Is there a way I can see how much data is being searched per index?
Eg: for an index, a user has searched 10 GB of data over the last 1 hour in across 15 search queries.
An index has 100 GB of data, but the last 1-day user searched only 100 MB in the search result.
or Index has 100 GB of data, but user searched too often and search a total of 120 GB of data.
I can tell you generally how to do this, but it seems crazy to me and there doesn't seem to be any useful reason to do this. You start by use a REST query to tell you what searches have run recently. Then you query the job details REST API to get access to the search.log
for the job. In there it will tell you the number of events scanned
. You can then get the optimized search
from the same log and hopefully get a sourcetype
from there. Then you can perform a search using avg(len(_raw)
against that sourcetype and multiply this iw the events scanned
number. That is probably the best that you can do it is making many assumptions and not going to be too accurate.

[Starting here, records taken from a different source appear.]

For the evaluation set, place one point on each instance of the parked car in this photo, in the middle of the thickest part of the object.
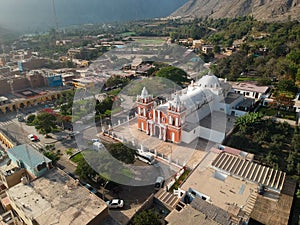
(90, 188)
(33, 137)
(74, 133)
(159, 183)
(115, 203)
(95, 140)
(72, 175)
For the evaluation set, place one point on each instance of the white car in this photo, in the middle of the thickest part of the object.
(33, 137)
(115, 203)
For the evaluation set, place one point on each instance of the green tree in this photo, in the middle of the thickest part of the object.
(249, 120)
(30, 118)
(174, 74)
(45, 122)
(54, 156)
(287, 85)
(147, 217)
(84, 170)
(122, 152)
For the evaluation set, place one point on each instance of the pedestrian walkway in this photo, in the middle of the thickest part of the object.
(6, 123)
(37, 145)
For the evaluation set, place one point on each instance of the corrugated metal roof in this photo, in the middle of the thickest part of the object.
(28, 155)
(251, 171)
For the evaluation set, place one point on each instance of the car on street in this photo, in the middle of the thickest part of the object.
(159, 183)
(90, 188)
(33, 137)
(115, 203)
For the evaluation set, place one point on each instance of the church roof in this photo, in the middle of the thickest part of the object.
(210, 81)
(144, 93)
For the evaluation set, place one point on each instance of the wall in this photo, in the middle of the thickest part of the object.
(99, 218)
(20, 83)
(4, 87)
(15, 178)
(212, 135)
(36, 80)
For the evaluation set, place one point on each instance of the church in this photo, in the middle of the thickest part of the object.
(178, 120)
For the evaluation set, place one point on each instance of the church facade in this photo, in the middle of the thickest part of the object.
(179, 119)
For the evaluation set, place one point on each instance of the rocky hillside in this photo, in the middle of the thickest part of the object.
(266, 10)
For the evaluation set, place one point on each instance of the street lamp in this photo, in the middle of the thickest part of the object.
(106, 182)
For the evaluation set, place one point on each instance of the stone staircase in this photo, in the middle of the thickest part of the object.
(250, 203)
(167, 199)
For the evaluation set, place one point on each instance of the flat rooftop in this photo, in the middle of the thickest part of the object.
(269, 212)
(249, 87)
(222, 190)
(231, 97)
(28, 155)
(254, 172)
(183, 153)
(189, 215)
(57, 199)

Please execute the following search sentence. Only inaccurate information on this level can be acquired.
I do not know the purpose, but I recommend you to review alternative proposals.
index=_audit action=search search=* sourcetype=audittrail
| rex field=search "index\s*=\s*\"*(?<IndexUsed>[^\s\"]+)"
| search IndexUsed=*
| fillnull value="NA" IndexUsed
| stats count by IndexUsed
Above query doesn't give the size of data searched per index, it just shares count on number time index used.
Purpose is to validate, data stored vs data actually searched. This is to check abuse on capacity utilization.
Any other recommendation will be welcome!
Thanks